*Names in bold indicate Presenter
The current study begins to fill this gap by using time-use data from the 2003-2011 waves of the American Time Use Survey (ATUS) to test for SES differences in the following types of parental involvement: joint time with both parents, private time when no siblings are present, and time spent in primary versus secondary childcare activities. Children may benefit from time spent jointly with both parents from increased attention, parents’ reduced stress, and watching adults interact (Folbre, Yoon, Finnoff, & Fuligni, 2005). The impact of private time is less clear, as older siblings may increase the quality of care, but a younger child increases competition for adult attention (Folbre et al., 2005). Finally, existing research has generally focused on time parents spend caring for children as the primary activity, but several scholars have speculated on the potential importance of secondary time for children’s development or well-being (e.g., Guryan, Hurst, & Kearney, 2008; Zick & Bryant, 1996). A potential source of SES-based disparities in both the quality and quantity of time spent interacting with parents is rigid work schedules associated with lower-paid jobs (e.g., Bianchi, 2000; Bianchi & Robinson, 1997).

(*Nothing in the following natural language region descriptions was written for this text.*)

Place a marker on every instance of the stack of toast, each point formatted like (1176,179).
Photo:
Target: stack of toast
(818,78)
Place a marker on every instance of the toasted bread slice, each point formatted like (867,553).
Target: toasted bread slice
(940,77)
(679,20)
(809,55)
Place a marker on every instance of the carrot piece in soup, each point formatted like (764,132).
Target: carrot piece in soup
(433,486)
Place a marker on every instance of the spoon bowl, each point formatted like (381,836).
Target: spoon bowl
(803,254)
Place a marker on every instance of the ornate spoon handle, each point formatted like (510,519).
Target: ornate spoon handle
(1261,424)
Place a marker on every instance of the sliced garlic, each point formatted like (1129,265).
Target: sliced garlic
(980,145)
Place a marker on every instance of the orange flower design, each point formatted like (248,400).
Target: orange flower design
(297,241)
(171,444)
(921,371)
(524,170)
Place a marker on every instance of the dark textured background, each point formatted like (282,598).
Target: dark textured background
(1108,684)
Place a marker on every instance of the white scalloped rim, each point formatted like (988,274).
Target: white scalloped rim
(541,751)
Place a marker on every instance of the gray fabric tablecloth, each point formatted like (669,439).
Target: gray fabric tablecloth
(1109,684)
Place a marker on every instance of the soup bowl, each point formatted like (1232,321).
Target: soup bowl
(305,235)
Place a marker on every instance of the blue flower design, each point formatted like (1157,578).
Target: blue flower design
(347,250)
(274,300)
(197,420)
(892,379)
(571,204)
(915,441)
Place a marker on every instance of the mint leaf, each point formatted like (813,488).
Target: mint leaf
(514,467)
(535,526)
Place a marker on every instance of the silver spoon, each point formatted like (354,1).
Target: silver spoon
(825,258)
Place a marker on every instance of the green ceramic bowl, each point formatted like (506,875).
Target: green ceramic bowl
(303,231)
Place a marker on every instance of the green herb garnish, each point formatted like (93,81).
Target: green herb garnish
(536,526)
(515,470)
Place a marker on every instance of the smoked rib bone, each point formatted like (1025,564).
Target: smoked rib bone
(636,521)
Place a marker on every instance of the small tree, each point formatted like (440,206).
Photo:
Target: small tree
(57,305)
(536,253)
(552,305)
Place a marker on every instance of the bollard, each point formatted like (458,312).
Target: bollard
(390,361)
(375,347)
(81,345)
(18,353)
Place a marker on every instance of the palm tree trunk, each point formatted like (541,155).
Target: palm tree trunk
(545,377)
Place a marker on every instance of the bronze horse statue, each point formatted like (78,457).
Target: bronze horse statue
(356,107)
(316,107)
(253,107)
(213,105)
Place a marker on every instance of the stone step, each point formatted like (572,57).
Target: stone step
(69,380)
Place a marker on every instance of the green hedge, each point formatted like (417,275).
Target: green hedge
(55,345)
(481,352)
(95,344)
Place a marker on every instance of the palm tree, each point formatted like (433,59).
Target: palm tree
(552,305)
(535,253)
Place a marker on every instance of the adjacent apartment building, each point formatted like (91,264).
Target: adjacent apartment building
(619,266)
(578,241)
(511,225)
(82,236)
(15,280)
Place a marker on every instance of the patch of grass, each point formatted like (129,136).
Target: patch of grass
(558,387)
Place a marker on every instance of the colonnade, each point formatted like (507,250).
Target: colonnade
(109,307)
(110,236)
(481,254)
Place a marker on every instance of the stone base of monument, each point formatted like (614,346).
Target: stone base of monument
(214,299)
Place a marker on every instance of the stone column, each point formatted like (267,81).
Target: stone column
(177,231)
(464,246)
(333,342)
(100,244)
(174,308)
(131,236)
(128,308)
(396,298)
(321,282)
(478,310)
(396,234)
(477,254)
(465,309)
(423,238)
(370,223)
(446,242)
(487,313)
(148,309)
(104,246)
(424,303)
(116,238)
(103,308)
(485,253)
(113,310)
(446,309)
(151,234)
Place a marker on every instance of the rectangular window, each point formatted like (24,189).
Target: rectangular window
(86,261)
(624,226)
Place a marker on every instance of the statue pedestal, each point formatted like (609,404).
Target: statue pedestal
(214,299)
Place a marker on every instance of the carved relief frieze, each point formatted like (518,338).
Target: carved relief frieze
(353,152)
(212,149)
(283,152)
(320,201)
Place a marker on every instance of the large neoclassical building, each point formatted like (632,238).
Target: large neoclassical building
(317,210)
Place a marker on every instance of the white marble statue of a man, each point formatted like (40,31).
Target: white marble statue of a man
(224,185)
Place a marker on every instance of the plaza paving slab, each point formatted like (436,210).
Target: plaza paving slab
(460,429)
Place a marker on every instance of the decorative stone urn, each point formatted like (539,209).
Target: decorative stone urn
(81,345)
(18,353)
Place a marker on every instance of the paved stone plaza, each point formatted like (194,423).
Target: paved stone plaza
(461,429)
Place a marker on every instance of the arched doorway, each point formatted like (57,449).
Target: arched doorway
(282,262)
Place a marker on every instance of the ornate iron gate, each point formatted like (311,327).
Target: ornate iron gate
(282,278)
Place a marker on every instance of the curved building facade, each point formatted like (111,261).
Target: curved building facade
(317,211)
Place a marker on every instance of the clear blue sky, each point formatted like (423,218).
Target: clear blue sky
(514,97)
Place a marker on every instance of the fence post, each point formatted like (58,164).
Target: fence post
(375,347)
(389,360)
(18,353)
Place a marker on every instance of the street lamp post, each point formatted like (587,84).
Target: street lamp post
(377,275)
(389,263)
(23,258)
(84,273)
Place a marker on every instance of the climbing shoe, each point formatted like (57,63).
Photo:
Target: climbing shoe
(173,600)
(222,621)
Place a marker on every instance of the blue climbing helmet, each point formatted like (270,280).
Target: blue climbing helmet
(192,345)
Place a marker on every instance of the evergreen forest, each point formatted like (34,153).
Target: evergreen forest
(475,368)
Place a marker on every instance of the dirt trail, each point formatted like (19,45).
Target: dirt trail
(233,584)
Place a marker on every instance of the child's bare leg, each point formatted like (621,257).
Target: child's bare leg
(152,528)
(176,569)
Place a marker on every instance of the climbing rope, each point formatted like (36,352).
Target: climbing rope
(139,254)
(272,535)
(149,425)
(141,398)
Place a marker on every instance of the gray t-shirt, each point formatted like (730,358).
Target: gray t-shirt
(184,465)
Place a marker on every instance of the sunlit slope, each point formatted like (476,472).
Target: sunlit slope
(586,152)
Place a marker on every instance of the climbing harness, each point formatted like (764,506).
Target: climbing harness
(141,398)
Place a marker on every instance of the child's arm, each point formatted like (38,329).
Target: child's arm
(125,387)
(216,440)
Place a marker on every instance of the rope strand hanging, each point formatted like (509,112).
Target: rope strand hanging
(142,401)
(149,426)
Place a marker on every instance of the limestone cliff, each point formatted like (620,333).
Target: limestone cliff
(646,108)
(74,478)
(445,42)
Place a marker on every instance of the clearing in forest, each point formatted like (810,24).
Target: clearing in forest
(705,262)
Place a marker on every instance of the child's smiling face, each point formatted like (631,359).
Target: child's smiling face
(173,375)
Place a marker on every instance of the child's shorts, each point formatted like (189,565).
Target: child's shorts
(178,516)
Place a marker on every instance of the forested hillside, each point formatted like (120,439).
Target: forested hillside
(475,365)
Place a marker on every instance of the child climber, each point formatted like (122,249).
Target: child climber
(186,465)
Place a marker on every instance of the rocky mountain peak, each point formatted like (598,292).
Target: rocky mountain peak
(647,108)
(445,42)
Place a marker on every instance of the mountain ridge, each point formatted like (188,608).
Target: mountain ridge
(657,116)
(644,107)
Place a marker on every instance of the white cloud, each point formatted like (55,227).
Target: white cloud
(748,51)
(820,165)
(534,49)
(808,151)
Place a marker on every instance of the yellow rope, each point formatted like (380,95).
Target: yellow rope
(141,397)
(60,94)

Specifically, the current study addresses three research questions. First, are there SES gaps in children’s exposure to time spent simultaneously with both parents? Second, are there SES gaps in children’s private time with parents? Finally, are observed SES gaps in parental involvement sensitive to the inclusion of secondary childcare activities?
We answer these questions by analyzing the practical and statistical significance of SES indicators (i.e., household income and parents’ education) in linear and Tobit time-use regressions estimated using data from the ATUS. The time-use regressions condition on several statistical controls, including race and ethnicity, a metropolitan-area indicator to capture potential time-use differences attributable to features of the built environment, state fixed effects, household composition, parents’ employment status, and the day of week, month, and year of the completed time diary. Additionally, we consider Heckit-type selection corrections when investigating research question 1 to account for the behavior of single parents. The ATUS is ideal for the current study because it is nationally representative and contains detailed data on who was present with the respondent for each activity. Policy implications of SES-based gaps in quality-adjusted parental involvement might include the provision of targeted after-school programs, organized summer activities, and mentoring programs.